Python Lists: A closer look, part 4

MP #8: When are tuples a better choice than lists?

Note: The previous post in this series discussed the list comprehensions. The next post discusses how to profile Python programs, so you’ll be able to measure the impact of any optimizations you make in your code.

Tuples are often introduced as "lists that don't change". This is a reasonable first way to think about tuples, but there are more nuanced ways of understanding tuples. For example tuples use memory more efficiently than lists, and that can have a significant impact on how efficiently your program runs.

Lists are so useful that it can be tempting to use them whenever you need to work with a sequence.

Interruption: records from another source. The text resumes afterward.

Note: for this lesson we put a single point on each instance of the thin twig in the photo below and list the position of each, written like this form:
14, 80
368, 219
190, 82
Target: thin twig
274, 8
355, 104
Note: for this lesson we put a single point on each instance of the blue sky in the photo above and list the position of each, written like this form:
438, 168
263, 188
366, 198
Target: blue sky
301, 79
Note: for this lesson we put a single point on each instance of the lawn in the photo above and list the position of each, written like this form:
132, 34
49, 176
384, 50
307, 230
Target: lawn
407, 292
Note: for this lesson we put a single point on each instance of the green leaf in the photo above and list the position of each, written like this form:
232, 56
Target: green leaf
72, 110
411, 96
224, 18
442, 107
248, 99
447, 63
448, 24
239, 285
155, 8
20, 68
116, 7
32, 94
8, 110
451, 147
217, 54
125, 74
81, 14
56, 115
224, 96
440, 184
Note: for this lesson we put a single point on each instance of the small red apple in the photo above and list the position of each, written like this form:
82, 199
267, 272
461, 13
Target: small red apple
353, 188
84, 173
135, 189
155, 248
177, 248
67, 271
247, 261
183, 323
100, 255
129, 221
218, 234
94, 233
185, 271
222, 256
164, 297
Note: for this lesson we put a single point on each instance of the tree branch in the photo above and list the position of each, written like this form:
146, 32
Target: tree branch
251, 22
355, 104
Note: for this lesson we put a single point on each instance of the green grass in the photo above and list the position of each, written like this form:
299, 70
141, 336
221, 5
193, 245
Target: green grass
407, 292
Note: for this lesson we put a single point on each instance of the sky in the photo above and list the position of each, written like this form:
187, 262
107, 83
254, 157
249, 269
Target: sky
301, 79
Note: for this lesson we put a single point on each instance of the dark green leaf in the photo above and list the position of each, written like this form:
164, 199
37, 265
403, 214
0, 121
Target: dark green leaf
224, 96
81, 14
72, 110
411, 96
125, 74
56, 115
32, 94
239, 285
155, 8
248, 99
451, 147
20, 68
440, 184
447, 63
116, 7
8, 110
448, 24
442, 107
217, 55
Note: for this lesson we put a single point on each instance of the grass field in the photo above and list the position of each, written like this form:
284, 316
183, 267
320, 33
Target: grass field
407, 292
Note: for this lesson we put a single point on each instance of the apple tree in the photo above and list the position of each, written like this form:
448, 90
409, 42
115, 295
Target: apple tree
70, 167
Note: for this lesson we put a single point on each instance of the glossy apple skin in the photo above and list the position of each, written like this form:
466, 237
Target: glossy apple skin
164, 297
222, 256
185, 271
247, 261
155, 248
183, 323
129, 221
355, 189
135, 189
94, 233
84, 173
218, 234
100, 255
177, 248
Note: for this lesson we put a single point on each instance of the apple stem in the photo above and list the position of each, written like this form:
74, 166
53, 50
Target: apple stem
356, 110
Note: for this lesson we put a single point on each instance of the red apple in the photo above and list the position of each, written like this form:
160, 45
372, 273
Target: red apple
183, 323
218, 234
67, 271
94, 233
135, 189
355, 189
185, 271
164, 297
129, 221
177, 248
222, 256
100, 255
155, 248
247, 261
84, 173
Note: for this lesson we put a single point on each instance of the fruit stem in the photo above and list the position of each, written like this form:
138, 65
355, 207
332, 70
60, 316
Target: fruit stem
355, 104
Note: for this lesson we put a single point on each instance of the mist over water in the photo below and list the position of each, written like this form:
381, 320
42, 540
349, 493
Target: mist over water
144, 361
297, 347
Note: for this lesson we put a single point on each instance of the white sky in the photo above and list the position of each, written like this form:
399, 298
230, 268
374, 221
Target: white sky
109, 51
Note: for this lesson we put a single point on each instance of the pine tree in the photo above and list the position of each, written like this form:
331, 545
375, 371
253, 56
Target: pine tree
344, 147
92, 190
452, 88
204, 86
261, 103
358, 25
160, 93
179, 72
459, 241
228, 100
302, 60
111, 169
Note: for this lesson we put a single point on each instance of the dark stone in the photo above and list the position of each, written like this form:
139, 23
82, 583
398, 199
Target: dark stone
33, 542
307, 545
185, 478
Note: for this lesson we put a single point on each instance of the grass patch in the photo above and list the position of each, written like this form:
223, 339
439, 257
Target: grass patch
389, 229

If they're working for the problem you're trying to solve, and the performance of your program is adequate, then there's no pressing need to use a different data structure. But there are a number of other sequences you can use, that fit specific situations. In this installment we'll look at when it's appropriate to use tuples, and how the choice to use a tuple can affect the performance characteristics of your programs.

What is a tuple?

A tuple is an immutable sequence; we'll get to that word in more detail in a moment. It's helpful first to consider the kinds of things you can do with a tuple, and what you can't do. You can do any of the following with a tuple:

  • Get an element from the tuple.
  • Loop over the tuple, or loop over part of the tuple.
  • Check if an item is in the tuple, or not in the tuple.

There are some things you can't do with a tuple:

  • Add an element to the tuple.
  • Replace an element.
  • Remove an element.

What does “immutable” mean?

Tuples are often described as "immutable", without much discussion about what that means beyond "they can't be changed". Whether an object is mutable or immutable has a significant impact on how the language handles that object. Immutable objects are easier for a language to manage, because once the object is stored in memory it may be accessed multiple times, but it can never be added to or modified in any way.

This distinction becomes slightly more complicated to think about when you consider variables. A variable is a reference to a value. We can change the value that a variable refers to, which makes it a little harder to think about immutability. Keep in mind it's the value that's immutable and can't be changed; you can change what a variable refers to any time you want.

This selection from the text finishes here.